Hal itu tertuang dalam Peraturan Menteri Perhubungan Nomor PM 13 Tahun 2021 tentang Pengendalian Transportasi Selama Masa Idul Fitri 1442 Hijriah Dalam Rangka Pencegahan Penyebaran Covid-19.

Baca juga : Organda Kudus Minta Diperbolehkan Layani Pemudik
Menanggapi adanya larangan mudik tersebut, pengusaha otobus (PO) minta pemerintah agar meninjau kembali atau mencabut kebijakan tersebut. Sebab, jika kebijakan itu tetap diberlakukan, maka perusahaan bus akan merasakan dampak yang paling besar.

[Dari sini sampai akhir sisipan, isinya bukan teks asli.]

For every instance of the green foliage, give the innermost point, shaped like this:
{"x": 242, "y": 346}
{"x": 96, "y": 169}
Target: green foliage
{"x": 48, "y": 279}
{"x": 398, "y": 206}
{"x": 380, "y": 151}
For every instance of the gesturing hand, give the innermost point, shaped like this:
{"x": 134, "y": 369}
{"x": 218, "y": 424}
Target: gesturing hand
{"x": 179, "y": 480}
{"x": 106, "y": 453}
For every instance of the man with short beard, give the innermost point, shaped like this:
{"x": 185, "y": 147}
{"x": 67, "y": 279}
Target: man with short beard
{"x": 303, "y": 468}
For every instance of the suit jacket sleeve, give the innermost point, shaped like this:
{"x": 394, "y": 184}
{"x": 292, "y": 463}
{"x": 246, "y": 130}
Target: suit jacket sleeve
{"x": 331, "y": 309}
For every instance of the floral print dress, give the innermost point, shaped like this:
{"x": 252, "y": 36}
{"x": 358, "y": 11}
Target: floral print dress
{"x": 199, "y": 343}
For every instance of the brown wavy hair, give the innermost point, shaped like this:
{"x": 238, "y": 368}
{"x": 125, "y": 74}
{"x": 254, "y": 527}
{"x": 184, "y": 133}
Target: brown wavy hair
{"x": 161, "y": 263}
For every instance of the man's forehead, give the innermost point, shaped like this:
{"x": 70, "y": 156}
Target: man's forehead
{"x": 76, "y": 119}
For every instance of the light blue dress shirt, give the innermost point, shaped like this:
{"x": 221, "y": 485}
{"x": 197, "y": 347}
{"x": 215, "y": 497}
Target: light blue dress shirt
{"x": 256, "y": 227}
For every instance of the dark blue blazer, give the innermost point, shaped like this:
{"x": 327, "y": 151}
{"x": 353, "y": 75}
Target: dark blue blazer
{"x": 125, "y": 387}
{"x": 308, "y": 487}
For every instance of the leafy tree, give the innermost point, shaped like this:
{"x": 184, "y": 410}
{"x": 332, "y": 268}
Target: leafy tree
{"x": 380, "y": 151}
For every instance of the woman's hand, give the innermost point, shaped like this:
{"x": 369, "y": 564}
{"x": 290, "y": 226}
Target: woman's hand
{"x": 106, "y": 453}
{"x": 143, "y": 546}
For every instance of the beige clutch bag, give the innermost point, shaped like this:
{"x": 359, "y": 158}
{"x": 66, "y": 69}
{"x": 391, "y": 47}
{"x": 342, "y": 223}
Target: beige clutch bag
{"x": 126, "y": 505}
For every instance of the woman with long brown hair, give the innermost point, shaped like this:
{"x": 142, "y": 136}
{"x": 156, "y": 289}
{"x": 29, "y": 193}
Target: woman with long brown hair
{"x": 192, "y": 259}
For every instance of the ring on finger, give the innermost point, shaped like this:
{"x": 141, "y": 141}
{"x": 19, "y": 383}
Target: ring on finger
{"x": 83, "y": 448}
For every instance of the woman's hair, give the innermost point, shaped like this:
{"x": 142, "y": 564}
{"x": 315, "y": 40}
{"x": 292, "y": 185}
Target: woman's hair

“Luka tahun kemarin saja belum sembuh, sekarang mau ditambah lagi. Imbasnya ini bisa membunuh pengusaha bus,” ujar Pemilik PO Shantika, Suhartono ketika ditemui di garasi PO Shantika Kudus, Senin (12/4/2021).

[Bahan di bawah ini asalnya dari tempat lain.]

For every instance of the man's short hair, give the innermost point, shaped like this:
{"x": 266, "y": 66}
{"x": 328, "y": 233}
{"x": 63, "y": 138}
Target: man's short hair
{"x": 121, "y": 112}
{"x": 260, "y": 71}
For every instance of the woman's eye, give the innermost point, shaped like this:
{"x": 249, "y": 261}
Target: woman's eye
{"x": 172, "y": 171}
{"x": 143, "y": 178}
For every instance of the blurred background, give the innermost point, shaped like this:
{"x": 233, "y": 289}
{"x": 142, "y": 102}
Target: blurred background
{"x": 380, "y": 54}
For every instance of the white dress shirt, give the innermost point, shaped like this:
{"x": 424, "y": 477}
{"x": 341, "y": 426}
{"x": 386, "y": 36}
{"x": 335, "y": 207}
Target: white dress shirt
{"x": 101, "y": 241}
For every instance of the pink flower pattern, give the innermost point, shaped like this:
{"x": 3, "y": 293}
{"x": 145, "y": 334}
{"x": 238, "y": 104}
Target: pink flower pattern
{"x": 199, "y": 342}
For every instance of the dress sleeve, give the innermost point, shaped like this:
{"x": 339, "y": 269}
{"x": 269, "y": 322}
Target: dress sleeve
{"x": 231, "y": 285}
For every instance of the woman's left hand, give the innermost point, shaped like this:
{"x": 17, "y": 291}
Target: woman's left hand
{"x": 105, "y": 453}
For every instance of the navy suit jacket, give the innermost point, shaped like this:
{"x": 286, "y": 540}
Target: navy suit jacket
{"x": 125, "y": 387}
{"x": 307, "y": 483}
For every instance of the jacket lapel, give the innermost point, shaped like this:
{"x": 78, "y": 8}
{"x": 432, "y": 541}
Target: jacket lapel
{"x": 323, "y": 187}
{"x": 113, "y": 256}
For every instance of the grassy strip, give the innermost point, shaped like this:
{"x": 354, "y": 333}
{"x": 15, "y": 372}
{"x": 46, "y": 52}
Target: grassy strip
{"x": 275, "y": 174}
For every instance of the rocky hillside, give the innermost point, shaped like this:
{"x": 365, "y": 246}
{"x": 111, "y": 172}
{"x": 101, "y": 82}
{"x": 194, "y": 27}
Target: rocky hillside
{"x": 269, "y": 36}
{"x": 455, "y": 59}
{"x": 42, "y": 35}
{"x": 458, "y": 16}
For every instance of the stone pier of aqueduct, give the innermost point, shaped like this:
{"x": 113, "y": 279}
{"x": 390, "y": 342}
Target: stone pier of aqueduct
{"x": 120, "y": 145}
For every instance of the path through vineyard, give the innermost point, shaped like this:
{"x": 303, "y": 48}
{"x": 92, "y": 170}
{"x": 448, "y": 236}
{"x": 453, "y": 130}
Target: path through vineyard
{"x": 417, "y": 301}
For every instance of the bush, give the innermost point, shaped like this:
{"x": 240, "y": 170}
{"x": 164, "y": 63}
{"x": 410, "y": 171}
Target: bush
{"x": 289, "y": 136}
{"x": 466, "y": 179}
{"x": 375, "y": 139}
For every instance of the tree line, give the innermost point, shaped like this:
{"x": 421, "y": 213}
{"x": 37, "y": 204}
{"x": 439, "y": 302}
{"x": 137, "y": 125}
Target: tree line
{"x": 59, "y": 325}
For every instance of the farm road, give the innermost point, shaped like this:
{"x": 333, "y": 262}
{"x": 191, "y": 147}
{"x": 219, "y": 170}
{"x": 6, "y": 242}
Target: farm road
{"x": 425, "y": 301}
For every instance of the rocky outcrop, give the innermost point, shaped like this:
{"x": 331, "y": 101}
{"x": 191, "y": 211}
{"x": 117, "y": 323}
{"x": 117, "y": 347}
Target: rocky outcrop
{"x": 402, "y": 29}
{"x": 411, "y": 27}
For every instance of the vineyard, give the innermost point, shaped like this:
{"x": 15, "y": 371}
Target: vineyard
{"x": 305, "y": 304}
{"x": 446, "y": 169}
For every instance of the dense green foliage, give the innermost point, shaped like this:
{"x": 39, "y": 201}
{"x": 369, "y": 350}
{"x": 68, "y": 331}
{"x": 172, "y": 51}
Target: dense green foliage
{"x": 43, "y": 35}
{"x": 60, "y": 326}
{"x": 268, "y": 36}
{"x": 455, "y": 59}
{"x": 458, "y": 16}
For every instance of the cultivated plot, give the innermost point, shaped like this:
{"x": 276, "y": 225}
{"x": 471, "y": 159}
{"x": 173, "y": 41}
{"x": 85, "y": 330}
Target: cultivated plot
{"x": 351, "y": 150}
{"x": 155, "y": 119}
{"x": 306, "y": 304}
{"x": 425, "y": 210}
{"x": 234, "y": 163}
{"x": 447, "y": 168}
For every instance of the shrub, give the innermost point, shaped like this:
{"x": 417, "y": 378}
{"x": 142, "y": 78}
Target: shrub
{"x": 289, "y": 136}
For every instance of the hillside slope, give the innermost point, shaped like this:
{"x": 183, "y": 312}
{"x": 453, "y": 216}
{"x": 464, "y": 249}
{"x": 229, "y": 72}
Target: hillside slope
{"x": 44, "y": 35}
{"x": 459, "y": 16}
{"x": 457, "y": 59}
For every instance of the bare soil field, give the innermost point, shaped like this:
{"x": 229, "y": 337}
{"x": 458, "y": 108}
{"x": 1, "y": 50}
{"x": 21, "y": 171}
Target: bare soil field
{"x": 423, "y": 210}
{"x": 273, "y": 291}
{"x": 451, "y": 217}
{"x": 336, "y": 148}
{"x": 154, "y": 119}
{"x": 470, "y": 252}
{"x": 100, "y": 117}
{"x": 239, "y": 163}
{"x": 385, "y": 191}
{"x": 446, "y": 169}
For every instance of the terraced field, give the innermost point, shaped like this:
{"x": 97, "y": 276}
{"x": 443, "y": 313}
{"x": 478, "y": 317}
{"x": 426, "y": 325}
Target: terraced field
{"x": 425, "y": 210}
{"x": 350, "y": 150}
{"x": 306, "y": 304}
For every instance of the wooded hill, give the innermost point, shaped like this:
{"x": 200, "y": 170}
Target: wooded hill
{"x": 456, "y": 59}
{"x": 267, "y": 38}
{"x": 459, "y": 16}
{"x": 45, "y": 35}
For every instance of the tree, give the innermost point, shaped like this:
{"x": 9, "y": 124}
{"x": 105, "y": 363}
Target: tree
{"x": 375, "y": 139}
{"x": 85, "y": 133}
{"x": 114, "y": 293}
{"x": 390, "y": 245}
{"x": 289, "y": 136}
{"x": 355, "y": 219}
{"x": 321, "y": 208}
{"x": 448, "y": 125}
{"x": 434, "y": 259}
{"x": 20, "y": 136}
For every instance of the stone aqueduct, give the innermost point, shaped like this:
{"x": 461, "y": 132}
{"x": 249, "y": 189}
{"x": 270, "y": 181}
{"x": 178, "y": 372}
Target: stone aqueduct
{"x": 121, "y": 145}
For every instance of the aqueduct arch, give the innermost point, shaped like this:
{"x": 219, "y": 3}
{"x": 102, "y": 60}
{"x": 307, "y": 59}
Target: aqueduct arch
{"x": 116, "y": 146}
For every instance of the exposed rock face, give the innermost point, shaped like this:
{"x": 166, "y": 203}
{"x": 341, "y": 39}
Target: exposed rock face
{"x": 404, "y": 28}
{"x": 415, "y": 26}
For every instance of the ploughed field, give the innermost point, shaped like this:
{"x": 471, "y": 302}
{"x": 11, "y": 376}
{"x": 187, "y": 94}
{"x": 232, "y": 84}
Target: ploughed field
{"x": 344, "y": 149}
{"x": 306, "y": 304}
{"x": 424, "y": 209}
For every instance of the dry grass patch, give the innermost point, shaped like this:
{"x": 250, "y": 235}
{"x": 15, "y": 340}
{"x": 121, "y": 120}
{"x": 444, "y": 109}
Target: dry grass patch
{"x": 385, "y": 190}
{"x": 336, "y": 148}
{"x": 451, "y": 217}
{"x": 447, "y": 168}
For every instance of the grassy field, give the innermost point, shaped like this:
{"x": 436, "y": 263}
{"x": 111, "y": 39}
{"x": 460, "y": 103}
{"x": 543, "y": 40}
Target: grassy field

Padahal, lanjut Suhartono, momen Lebaran adalah waktu yang sangat dinanti nantikan oleh para pengusaha bus. Sebab, saat Lebaran banyak orang yang akan kembali ke kampung halamannya dan membuat bus kebanjiran penumpang.
Namun, jika mudik benar-benar dilarang, ada kemungkinan pihaknya akan mengurangi karyawan. Dari keterangannya, pihaknya memiliki sekitar 700 karyawan yang mengurusi 100 unit bus miliknya.
Selama masa pandemi virus Covid-19 dan bus dilarang beroperasi hingga hari ini, kerugian yang dialami PO Shantika katanya sudah tidak bisa dihitung lagi. Kondisi ini diperburuk dengan bank yang sudah tidak mau memberikan pinjaman uang kepada pengusaha bus, jika mudik dilarang.
Hal ini membuat Suhartono harus berpikir keras agar bisa menyelesaikan semua masalah itu. Oleh sebab itu, pihaknya memohon dengan sangat, agar kebijakan larangan mudik ditinjau kembali dan dicabut.
Hal lain yang ditakutkannya adalah munculnya banyak angkutan gelap yang akan membawa penumpang. Hal itu juga memiliki risiko yang tinggi terhadap penumpang.
Jika apa yang diharapkannya ini dikabulkan oleh pemerinfmtah pusat, Suhartono dengan tegas akan melakukan apa yang diperintahkan oleh pemerintah. Dengan hanya membawa penumpang setengah dari kapasitas penuh. Mewajibkan penumpang memakai masker dan disediakan hand sanitizer di dalam bis. Bahkan, hal ini sudah dilakukannya sudah dilakukannya lama.
“Prokes kami siap. Kita mengikuti perintah untuk prokes. Dan saya sendiri siap divaksin,” katanya.
Baca juga : Owner PO Haryanto Sarankan Pemerintah Bolehkan Mudik Lebaran dengan Penerapan Prokes
Sementara itu, Ketua Organisasi Angkutan Darat (Organda) Kudus Mahmudun juga mengungkapkan, rasa keberatannya dengan kebijakan larangan mudik 2021 ini. Hal ini, katanya sangat amat merugikan pihak transportasi.
“Ini kan dilematis, pariwisata dibuka, tapi mudik dilarang. Mohon permintaan kami ini didengar. Sebab yang terdampak bukan hanya pihak transportasi, tapi semua,” harapnya.